Im Berliner Maxim Gorki-Theater diskutierte Außenminister Steinmeier unter dem Titel „Zersprengtes zusammenfügen“ mit der Friedenspreisträgerin Swetlana Alexijewitsch, der deutschen Autorin Ursula Krechel und dem israelischen Videokünstler Dani Gal über die Erinnerung an und die Aufarbeitung von Tabus und Traumata.

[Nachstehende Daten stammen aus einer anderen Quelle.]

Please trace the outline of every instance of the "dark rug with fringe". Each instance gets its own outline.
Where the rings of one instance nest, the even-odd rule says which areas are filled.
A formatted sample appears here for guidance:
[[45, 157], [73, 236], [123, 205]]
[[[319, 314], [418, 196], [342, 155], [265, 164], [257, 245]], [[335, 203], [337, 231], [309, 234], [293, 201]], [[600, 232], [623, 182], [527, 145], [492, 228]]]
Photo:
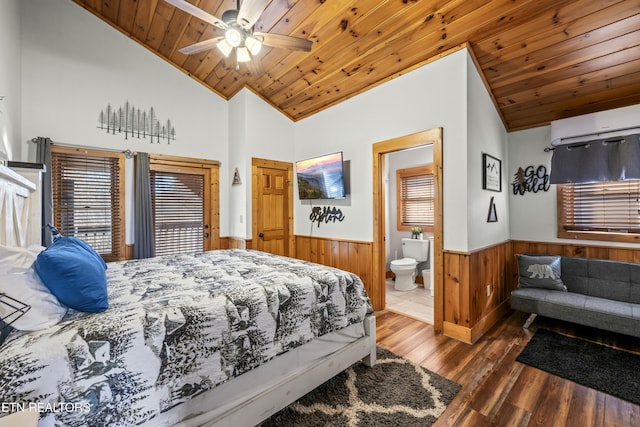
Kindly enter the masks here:
[[373, 368], [356, 363], [261, 427], [430, 426], [460, 385], [378, 347]]
[[638, 354], [538, 329], [516, 360], [640, 405]]

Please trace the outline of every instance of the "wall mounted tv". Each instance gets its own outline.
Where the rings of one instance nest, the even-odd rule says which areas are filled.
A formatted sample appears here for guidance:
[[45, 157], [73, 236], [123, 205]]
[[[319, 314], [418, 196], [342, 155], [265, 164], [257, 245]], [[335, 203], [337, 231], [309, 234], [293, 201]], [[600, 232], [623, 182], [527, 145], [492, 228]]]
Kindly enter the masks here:
[[296, 162], [300, 200], [344, 199], [342, 151]]

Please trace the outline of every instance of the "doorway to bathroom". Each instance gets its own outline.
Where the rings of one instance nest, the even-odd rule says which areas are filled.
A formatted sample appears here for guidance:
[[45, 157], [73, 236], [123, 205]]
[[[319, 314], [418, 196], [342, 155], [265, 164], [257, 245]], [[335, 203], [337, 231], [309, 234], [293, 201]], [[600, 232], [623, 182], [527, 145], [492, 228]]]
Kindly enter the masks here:
[[385, 308], [433, 324], [433, 144], [384, 156]]
[[[407, 151], [411, 150], [411, 151]], [[423, 231], [423, 239], [429, 239], [429, 260], [416, 266], [415, 277], [418, 278], [418, 292], [422, 292], [423, 302], [412, 304], [419, 298], [411, 296], [408, 292], [397, 291], [393, 280], [388, 280], [387, 272], [390, 271], [391, 260], [402, 259], [401, 250], [395, 240], [409, 238], [411, 232], [399, 230], [396, 234], [397, 221], [392, 220], [390, 200], [395, 198], [397, 190], [390, 184], [390, 176], [395, 174], [391, 170], [396, 154], [399, 157], [415, 157], [420, 164], [431, 163], [433, 173], [433, 229]], [[429, 157], [431, 155], [431, 158]], [[409, 167], [410, 168], [410, 167]], [[405, 168], [407, 169], [407, 168]], [[442, 129], [435, 128], [416, 134], [382, 141], [373, 145], [373, 198], [374, 198], [374, 244], [373, 244], [373, 274], [372, 274], [372, 302], [374, 307], [388, 308], [411, 317], [432, 323], [438, 332], [443, 327], [443, 215], [442, 215]], [[393, 217], [395, 218], [395, 217]], [[393, 231], [393, 232], [392, 232]], [[431, 238], [433, 240], [431, 240]], [[396, 250], [398, 253], [396, 255]], [[425, 276], [422, 275], [422, 270]], [[395, 275], [395, 274], [394, 274]], [[391, 276], [391, 274], [389, 274]], [[428, 283], [424, 286], [424, 282]], [[404, 289], [406, 285], [401, 286]], [[428, 299], [427, 299], [428, 298]], [[417, 310], [414, 314], [413, 310]]]

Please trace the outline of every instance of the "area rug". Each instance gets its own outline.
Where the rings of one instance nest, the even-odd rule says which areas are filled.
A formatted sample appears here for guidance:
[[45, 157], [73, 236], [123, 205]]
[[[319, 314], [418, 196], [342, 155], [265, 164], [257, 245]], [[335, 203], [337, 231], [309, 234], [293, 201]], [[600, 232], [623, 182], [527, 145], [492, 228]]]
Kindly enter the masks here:
[[378, 347], [373, 368], [357, 363], [261, 424], [429, 426], [460, 385]]
[[538, 329], [516, 360], [640, 405], [638, 354]]

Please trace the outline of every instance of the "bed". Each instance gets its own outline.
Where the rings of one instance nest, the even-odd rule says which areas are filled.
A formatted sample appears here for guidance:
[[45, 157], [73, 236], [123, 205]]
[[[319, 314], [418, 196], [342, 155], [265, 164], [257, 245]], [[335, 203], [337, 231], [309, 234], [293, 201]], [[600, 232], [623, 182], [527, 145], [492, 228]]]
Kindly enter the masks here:
[[2, 412], [37, 410], [40, 425], [256, 425], [375, 363], [371, 304], [345, 271], [233, 249], [110, 263], [107, 279], [106, 311], [8, 336], [0, 402], [15, 411]]

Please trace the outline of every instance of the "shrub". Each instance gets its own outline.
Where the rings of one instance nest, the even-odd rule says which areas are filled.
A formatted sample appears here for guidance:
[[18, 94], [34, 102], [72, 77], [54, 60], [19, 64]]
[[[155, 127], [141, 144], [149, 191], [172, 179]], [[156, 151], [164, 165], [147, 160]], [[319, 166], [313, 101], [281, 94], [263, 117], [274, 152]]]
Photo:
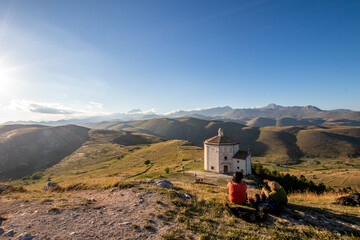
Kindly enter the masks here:
[[305, 176], [301, 175], [300, 178], [290, 175], [283, 174], [276, 170], [270, 171], [264, 168], [260, 163], [252, 165], [252, 172], [258, 178], [259, 182], [262, 183], [264, 179], [277, 181], [286, 192], [315, 192], [323, 193], [329, 190], [323, 183], [316, 185], [313, 181], [308, 180]]

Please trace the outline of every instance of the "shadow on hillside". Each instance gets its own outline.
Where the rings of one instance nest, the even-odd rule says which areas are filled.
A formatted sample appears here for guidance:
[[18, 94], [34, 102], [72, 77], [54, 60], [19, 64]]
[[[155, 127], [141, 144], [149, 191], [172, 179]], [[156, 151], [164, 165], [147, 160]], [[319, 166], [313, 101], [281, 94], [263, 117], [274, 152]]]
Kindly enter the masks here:
[[[336, 214], [328, 210], [288, 204], [284, 212], [278, 216], [295, 224], [308, 225], [330, 232], [338, 232], [341, 235], [360, 237], [360, 231], [352, 225], [358, 225], [360, 218], [345, 214]], [[275, 218], [271, 218], [271, 223]]]

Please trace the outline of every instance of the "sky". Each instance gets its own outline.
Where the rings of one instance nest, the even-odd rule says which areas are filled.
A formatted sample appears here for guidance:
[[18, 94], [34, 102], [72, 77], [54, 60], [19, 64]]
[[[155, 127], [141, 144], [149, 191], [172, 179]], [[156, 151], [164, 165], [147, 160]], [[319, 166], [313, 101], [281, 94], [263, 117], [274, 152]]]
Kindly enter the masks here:
[[359, 93], [357, 0], [0, 1], [0, 123]]

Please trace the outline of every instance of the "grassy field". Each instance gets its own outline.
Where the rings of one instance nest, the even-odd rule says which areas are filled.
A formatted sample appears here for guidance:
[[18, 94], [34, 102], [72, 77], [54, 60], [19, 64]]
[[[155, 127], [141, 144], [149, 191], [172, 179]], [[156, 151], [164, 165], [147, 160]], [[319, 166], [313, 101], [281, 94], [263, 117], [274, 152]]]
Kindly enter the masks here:
[[[177, 176], [183, 172], [183, 166], [185, 170], [202, 169], [203, 150], [185, 146], [185, 143], [170, 140], [151, 145], [123, 146], [90, 142], [45, 170], [41, 179], [29, 178], [11, 183], [25, 184], [34, 190], [41, 189], [48, 181], [58, 182], [64, 187], [78, 183], [113, 185], [124, 180]], [[169, 168], [168, 173], [165, 168]]]
[[[173, 177], [173, 174], [168, 177]], [[166, 179], [170, 179], [168, 177]], [[266, 222], [248, 223], [225, 210], [224, 205], [228, 202], [225, 186], [175, 180], [173, 184], [174, 190], [127, 180], [122, 181], [120, 186], [163, 194], [156, 204], [167, 207], [154, 217], [163, 224], [175, 221], [179, 226], [163, 234], [162, 239], [358, 239], [360, 236], [356, 227], [360, 221], [360, 211], [358, 207], [333, 204], [336, 198], [342, 196], [340, 194], [291, 194], [287, 209], [300, 216], [300, 219], [284, 213], [271, 215]], [[81, 191], [59, 193], [28, 190], [0, 195], [0, 200], [51, 202], [56, 209], [76, 209], [86, 206], [89, 201], [81, 198]], [[194, 197], [184, 199], [178, 195], [179, 192], [190, 193]], [[248, 196], [253, 197], [256, 192], [258, 190], [248, 190]]]
[[331, 187], [360, 188], [360, 158], [302, 158], [293, 165], [281, 165], [269, 161], [266, 157], [254, 157], [254, 162], [260, 162], [271, 170], [292, 175], [304, 175], [315, 183], [324, 183]]
[[[347, 171], [354, 171], [348, 174], [353, 182], [357, 181], [354, 176], [355, 171], [359, 171], [360, 161], [359, 158], [342, 161], [317, 158], [302, 159], [297, 165], [276, 165], [266, 158], [253, 160], [282, 172], [319, 176], [320, 179], [315, 178], [314, 181], [330, 180], [326, 178], [330, 173], [344, 177], [346, 168], [349, 168]], [[169, 169], [168, 173], [166, 168]], [[39, 180], [11, 182], [15, 185], [25, 184], [27, 191], [10, 192], [0, 195], [0, 199], [51, 201], [59, 209], [78, 208], [89, 201], [75, 194], [78, 191], [81, 193], [83, 189], [133, 188], [136, 191], [158, 191], [164, 194], [164, 198], [158, 202], [163, 202], [169, 208], [157, 213], [156, 217], [164, 224], [169, 221], [182, 224], [163, 234], [163, 239], [357, 239], [360, 236], [354, 227], [360, 222], [358, 207], [335, 205], [336, 198], [342, 196], [337, 193], [289, 195], [289, 211], [301, 216], [302, 220], [284, 214], [269, 216], [264, 223], [247, 223], [225, 211], [228, 195], [224, 179], [204, 179], [204, 184], [195, 184], [194, 176], [183, 173], [183, 170], [202, 169], [203, 150], [187, 146], [186, 141], [182, 140], [137, 146], [92, 142], [47, 169]], [[167, 190], [135, 182], [142, 178], [167, 179], [176, 188]], [[345, 182], [350, 182], [349, 179]], [[40, 191], [49, 180], [58, 182], [66, 190]], [[195, 197], [186, 200], [176, 192], [190, 193]], [[248, 197], [253, 197], [256, 192], [259, 190], [249, 189]]]

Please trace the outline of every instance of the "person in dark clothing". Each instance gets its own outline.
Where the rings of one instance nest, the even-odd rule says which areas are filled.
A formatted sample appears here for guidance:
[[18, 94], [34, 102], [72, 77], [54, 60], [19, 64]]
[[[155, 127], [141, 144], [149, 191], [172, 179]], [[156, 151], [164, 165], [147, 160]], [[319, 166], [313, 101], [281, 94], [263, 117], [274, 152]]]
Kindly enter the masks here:
[[267, 183], [271, 190], [264, 187], [261, 195], [255, 195], [255, 200], [249, 199], [250, 204], [257, 209], [262, 208], [269, 213], [280, 214], [288, 202], [284, 188], [275, 181], [264, 179], [264, 183]]
[[229, 182], [227, 188], [229, 189], [229, 201], [235, 204], [245, 204], [247, 200], [246, 190], [247, 185], [242, 182], [244, 175], [242, 172], [235, 172], [232, 182]]

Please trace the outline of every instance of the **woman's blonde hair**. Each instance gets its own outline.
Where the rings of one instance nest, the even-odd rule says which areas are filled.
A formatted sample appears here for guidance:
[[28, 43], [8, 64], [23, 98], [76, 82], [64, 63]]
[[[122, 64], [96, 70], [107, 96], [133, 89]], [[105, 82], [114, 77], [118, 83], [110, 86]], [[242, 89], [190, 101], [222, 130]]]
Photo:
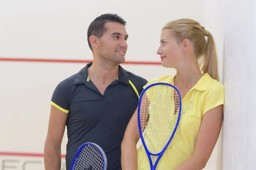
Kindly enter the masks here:
[[204, 27], [194, 20], [181, 19], [168, 23], [162, 30], [171, 31], [178, 42], [186, 38], [189, 40], [195, 49], [195, 55], [198, 60], [201, 59], [201, 71], [204, 74], [208, 73], [213, 79], [219, 81], [215, 42], [212, 35]]

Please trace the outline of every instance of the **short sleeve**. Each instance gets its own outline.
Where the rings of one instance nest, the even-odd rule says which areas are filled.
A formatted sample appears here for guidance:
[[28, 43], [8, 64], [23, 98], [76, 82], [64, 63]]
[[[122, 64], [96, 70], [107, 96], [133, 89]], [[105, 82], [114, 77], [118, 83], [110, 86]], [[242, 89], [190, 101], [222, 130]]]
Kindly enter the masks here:
[[221, 105], [224, 105], [224, 85], [219, 83], [213, 85], [206, 91], [203, 114]]
[[[158, 79], [152, 79], [151, 80], [150, 80], [149, 81], [148, 81], [148, 83], [143, 86], [143, 88], [145, 89], [149, 85], [152, 85], [152, 84], [154, 84], [154, 83], [156, 83], [157, 82], [158, 82]], [[152, 94], [154, 94], [154, 88], [153, 89], [151, 89], [151, 88], [149, 88], [149, 89], [148, 89], [146, 91], [145, 91], [145, 94], [147, 95], [147, 99], [150, 101], [151, 101], [152, 99], [151, 99], [151, 96], [152, 95]]]
[[64, 113], [69, 112], [70, 85], [66, 80], [56, 87], [51, 100], [51, 104]]
[[158, 82], [158, 79], [152, 79], [150, 80], [149, 81], [148, 81], [148, 83], [147, 84], [146, 84], [146, 85], [144, 85], [143, 87], [143, 88], [144, 89], [145, 89], [145, 88], [146, 88], [147, 87], [148, 87], [148, 86], [149, 86], [150, 85]]

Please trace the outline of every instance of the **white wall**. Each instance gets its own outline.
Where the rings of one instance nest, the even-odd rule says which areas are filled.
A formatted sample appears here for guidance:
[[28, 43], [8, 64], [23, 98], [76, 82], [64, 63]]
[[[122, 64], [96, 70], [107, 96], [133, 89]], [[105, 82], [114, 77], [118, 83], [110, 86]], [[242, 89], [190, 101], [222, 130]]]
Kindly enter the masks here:
[[256, 1], [224, 5], [223, 170], [255, 170]]
[[[92, 60], [87, 41], [87, 28], [95, 17], [106, 12], [116, 13], [127, 22], [129, 38], [127, 61], [159, 62], [156, 52], [162, 27], [168, 21], [183, 17], [204, 25], [215, 36], [218, 53], [221, 54], [221, 27], [211, 14], [214, 10], [208, 11], [210, 6], [215, 9], [218, 7], [202, 0], [71, 2], [0, 2], [0, 58]], [[60, 81], [76, 73], [84, 65], [0, 62], [0, 152], [43, 153], [52, 92]], [[122, 66], [148, 80], [175, 73], [160, 65]], [[206, 170], [221, 169], [220, 139], [221, 144], [218, 142]], [[63, 154], [67, 141], [65, 136]], [[30, 160], [37, 162], [23, 169], [24, 162]], [[64, 165], [64, 159], [63, 162]], [[0, 153], [0, 170], [6, 169], [8, 166], [12, 167], [9, 169], [44, 169], [41, 157], [10, 156]]]

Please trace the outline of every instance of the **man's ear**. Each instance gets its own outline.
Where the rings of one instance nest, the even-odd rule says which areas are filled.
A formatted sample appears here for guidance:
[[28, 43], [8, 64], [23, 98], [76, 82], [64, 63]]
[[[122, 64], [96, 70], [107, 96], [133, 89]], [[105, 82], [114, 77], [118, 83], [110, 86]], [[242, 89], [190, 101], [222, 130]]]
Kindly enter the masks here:
[[96, 37], [92, 35], [89, 38], [92, 48], [95, 48], [99, 47], [99, 39]]

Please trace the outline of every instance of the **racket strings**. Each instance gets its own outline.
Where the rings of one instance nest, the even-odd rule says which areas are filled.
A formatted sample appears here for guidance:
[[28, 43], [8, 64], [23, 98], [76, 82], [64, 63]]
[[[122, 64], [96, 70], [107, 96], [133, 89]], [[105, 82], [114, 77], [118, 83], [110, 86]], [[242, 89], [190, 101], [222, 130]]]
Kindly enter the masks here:
[[80, 151], [73, 170], [102, 170], [104, 167], [104, 158], [100, 150], [96, 146], [88, 144]]
[[169, 85], [152, 86], [143, 94], [140, 126], [145, 144], [151, 153], [159, 153], [167, 144], [176, 125], [179, 103], [178, 93]]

Steinmeier befasst sich aus aktuellem Anlass besonders intensiv mit dem Ende des Zweiten Weltkriegs, das sich am 8. Mai zum 70. Mal jährt. Der Außenminister setzt sich aufgrund zahlreicher Gedenkveranstaltungen mit der Historie auseinander, was ihn zunehmend bewege. Steinmeier werde demnach deutlich, dass „die Wiederaufnahme der diplomatischen Beziehungen zu Israel ein Wunder war“. Es sei für ihn nicht leicht zu verstehen, dass „das Land der Opfer“ [Israel] sinnbildlich die Hand gereicht habe. Viele Menschen in Israel waren kritisch, die Beziehungen „zum Land der Täter [Deutschland] wieder aufzunehmen“, wie dies zu seiner Zeit Israels Staatsgründer David Ben-Gurion anstrebte. Der Politiker habe den Eindruck, dass Israel teilweise größeren Willen zu den diplomatischen Beziehungen zeigte als Deutschland. Die Evangelische Kirche in Deutschland habe maßgeblich die Entwicklungen vorbereitet, um „das Angebot aus Israel anzunehmen“.
Im Mittelpunkt der Gesprächsrunde stand die Frage, wie eine Gesellschaft verfasst sein muss, damit jenseits des offiziellen Erinnerns individuelle Schicksale angesprochen werden können, um Gemeinschaft zu stiften und ein Ganzes herzustellen.
In den Jahren nach dem Krieg gab es laut Steinmeier keine direkte Aufarbeitung der nationalsozialistischen Vergangenheit. Dies passierte erst in den 1960/70er Jahren. Er „als kritischer linker Student“, wie er sich selbst betitelte, habe sich gemeinsam mit seinen Kommilitonen mit der Geschichte befasst und eine eigene Veranstaltungsreihe zur Aufarbeitung des Nationalsozialismus organisiert.